Multi-volume storage is crucial in many use cases. It helps to reduce storage costs as well as improves query performance by allowing placement of the most critical application data on the fastest storage devices. Monitoring data is a classic use case. The value of data degrades rapidly over time. The last day, last week, last month, and previous year data have very different access patterns, which in turn correspond to various storage needs.
This article is a continuation of the series describing multi-volume storage, which greatly increases ClickHouse server capacity using tiered storage. In the previous article we introduced why tiered storage is important, described multi-volume organization in ClickHouse, and worked through a concrete example of setting up disk definitions.
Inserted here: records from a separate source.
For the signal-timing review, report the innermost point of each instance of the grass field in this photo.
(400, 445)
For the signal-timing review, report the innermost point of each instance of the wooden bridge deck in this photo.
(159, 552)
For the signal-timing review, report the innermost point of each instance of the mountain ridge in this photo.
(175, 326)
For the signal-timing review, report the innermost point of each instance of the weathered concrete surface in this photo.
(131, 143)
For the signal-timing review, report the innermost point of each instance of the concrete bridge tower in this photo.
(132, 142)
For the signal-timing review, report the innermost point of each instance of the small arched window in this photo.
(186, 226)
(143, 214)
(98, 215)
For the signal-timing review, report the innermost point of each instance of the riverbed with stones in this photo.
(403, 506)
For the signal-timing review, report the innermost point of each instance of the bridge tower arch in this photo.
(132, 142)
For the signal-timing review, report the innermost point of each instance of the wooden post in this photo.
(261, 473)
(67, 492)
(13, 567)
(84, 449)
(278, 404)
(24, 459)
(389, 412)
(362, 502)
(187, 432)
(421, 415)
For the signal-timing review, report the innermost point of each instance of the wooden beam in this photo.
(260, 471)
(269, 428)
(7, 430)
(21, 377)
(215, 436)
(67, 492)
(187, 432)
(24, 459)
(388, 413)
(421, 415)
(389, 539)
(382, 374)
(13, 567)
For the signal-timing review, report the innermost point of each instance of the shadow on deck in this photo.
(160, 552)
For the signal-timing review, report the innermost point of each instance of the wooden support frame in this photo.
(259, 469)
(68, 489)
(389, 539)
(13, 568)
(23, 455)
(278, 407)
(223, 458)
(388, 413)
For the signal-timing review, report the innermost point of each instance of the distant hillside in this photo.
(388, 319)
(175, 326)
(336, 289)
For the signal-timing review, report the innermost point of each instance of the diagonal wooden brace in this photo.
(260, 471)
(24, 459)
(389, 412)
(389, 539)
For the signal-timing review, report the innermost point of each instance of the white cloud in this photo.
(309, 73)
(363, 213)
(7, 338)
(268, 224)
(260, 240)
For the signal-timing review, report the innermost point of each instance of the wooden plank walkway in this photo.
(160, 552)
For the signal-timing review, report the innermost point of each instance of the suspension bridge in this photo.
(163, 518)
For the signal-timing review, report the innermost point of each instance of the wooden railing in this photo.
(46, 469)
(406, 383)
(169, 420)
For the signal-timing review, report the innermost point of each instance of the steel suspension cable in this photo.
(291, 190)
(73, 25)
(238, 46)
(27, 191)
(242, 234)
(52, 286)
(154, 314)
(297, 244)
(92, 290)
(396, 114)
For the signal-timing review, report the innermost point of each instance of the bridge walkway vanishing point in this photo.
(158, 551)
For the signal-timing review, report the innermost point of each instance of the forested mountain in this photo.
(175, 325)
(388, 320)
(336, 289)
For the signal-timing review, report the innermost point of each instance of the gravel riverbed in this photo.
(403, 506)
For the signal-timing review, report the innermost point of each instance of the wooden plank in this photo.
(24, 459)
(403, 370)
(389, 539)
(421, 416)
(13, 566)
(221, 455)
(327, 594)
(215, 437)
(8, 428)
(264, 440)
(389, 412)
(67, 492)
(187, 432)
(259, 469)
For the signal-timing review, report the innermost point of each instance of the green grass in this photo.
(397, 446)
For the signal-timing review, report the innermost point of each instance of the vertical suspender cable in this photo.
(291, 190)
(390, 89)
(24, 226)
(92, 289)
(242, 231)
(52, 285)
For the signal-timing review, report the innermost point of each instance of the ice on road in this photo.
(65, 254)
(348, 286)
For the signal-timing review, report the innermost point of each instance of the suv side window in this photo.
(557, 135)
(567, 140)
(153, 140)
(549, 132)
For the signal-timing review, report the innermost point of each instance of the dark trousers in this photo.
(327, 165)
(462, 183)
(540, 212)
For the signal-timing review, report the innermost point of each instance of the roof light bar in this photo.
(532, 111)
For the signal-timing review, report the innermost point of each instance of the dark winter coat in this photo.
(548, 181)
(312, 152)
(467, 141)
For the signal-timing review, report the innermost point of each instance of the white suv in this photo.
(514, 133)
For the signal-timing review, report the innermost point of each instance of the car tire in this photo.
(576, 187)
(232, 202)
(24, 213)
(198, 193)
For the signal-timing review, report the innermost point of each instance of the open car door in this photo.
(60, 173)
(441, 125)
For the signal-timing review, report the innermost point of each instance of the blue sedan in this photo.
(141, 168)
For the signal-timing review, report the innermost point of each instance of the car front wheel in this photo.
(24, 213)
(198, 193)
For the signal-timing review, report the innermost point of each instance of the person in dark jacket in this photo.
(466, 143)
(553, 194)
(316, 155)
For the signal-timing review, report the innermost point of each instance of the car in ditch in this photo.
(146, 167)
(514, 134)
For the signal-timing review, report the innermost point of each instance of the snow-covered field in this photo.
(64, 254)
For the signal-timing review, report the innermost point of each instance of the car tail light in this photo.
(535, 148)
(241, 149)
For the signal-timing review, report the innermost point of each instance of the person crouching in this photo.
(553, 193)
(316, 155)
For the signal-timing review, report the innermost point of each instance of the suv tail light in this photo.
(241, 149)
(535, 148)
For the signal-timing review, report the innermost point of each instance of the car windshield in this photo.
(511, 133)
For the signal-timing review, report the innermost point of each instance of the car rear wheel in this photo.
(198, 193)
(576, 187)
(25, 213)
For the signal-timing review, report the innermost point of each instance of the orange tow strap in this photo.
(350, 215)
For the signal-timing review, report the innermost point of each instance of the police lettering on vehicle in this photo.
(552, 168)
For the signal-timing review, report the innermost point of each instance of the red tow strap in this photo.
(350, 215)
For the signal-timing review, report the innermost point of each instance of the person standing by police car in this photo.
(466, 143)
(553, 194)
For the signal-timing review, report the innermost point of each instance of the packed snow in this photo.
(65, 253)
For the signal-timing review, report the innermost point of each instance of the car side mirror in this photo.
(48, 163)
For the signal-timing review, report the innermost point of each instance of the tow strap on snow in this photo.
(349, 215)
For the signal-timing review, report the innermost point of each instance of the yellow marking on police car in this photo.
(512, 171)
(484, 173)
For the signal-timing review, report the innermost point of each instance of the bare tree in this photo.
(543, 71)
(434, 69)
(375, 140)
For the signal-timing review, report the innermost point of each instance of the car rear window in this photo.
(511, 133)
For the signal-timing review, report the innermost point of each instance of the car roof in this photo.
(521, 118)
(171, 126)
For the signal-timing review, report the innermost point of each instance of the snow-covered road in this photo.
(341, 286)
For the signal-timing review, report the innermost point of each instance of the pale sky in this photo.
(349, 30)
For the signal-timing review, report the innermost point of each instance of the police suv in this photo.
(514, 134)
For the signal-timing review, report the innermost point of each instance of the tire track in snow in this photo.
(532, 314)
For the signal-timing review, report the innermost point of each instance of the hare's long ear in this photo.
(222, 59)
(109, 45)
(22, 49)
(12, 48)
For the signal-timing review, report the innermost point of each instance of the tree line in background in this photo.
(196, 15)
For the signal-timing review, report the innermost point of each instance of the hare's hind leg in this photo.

As longtime users know well, ClickHouse has traditionally had a basic storage model. Each ClickHouse server is a single process that accesses data located on a single storage device. The design offers operational simplicity–a great virtue–but restricts users to a single class of storage for all data. The downside is difficult cost/performance choices, especially for large clusters.
Many applications have very different requirements for acceptable latencies / processing speed on different parts of the database. In time-series use cases most of your requests touch only the last day of data (‘hot’ data). Those queries should run very fast. Also a lot of background processing actions happen on the ‘hot’ data–inserts, merges, replications, and so on. Such operations should likewise be processed with the highest possible speed and without significant latencies.